Hassett, başkanın açıklamalarına rağmen Tokyo ile görüşmelerin devam edeceğini vurguladı. "Hiçbir şey bitmedi. Ne yayınladığını biliyorum ama görüşmeler sonuna kadar devam edecek" dedi.
Tokyo borsaları olumsuz tepki verdi ve Topix endeksi açılışta yüzde 0,7'ye kadar düştü.
Trump'ın bahsettiği pirinç kıtlığı, yaşam maliyeti krizi ortasında Japonya'da toplumsal huzursuzluğu körükledi. Fiyatlar geçen yıl iki katına çıktı ve bu da Japon hükümetini acil durum stoklarını serbest bırakmaya ve geleneksel dağıtım kanallarını atlamaya yöneltti.
Bu önlem halkın hoşnutsuzluğunu hafifletmiş olsa da, iktidar partisinin geleneksel bir seçim ayağı olan tarım sektörüyle sürtüşmeye yol açtı. Amerikan pirincinin olası girişi piyasayı rahatlatabilir, ancak aynı zamanda 20 Temmuz'da yapılması planlanan Japonya Parlamentosu'nun üst meclisi seçimlerine üç haftadan az bir süre kala seçim açısından hassas bir taviz olarak da algılanabilir.
Trump yönetiminin Japonya'yı korumacılıkla suçlaması ilk kez olmuyor.
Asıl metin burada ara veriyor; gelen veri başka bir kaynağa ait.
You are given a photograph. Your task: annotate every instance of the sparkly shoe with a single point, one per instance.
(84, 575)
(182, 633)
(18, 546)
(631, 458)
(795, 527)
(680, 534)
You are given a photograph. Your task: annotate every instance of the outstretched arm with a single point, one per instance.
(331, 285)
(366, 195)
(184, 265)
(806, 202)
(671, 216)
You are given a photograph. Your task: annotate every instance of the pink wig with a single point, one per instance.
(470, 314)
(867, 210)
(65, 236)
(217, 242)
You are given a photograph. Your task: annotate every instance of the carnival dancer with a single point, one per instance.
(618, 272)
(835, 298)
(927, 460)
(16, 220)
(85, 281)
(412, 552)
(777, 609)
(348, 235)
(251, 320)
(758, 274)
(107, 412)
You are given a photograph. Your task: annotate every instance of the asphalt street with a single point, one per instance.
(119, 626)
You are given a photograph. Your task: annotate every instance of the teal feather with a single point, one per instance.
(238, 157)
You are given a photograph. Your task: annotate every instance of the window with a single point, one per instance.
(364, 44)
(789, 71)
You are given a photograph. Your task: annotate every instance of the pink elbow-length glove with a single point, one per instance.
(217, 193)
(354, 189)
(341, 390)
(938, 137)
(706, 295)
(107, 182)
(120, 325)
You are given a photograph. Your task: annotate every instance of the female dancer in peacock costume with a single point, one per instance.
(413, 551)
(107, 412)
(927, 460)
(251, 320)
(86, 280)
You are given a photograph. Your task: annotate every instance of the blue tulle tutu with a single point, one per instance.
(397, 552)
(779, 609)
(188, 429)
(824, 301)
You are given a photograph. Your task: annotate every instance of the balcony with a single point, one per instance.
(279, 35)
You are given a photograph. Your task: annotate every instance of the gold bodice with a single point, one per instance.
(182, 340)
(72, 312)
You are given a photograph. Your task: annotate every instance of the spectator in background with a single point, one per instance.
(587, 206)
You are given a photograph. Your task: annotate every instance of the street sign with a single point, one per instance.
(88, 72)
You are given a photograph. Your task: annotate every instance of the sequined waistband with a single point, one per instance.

Mart ayında, Beyaz Saray sözcüsü Karoline Leavitt, Tokyo'nun ithal pirinçlere %700'e kadar gümrük vergisi uyguladığını söyledi; bu iddia Japon hükümeti tarafından reddedildi.
Japonya, ABD'nin en önemli ticaret ortaklarından biri ve bu nedenle Trump Yönetimi'nin müzakerelere uygun gördüğü ülkeler listesinde yer alıyor.
Ticaret Bakanı Howard Lutnick, geçen hafta yaptığı açıklamada, ABD hükümetinin ülkenin yaklaşık 10 büyük ticaret ortağıyla anlaşmaya varmasının beklendiğini, geri kalanlara ise yeni tarifeler hakkında resmi bildirimde bulunulacağını söyledi.
Washington ve Tokyo arasındaki müzakereler, tarifeler ve ticaret engelleri konusundaki temel sorunları çözmeden aylardır sürüyor. Japonya, otomotiv sektöründeki %25'lik tarifelerin kaldırılması için baskı yapıyor ve bunların önemli bir endüstriye ciddi şekilde zarar verdiğini savunuyor. Ancak Trump, Japonya'nın çok az ABD yapımı araç ithal ettiğini söyleyerek talebi reddetti.
Ülke ayrıca ABD'ye yapılan tüm ihracatta yüzde 24 oranında gümrük vergisiyle karşı karşıya. Bu rakam müzakere sürecinde yüzde 10'a düşürüldü.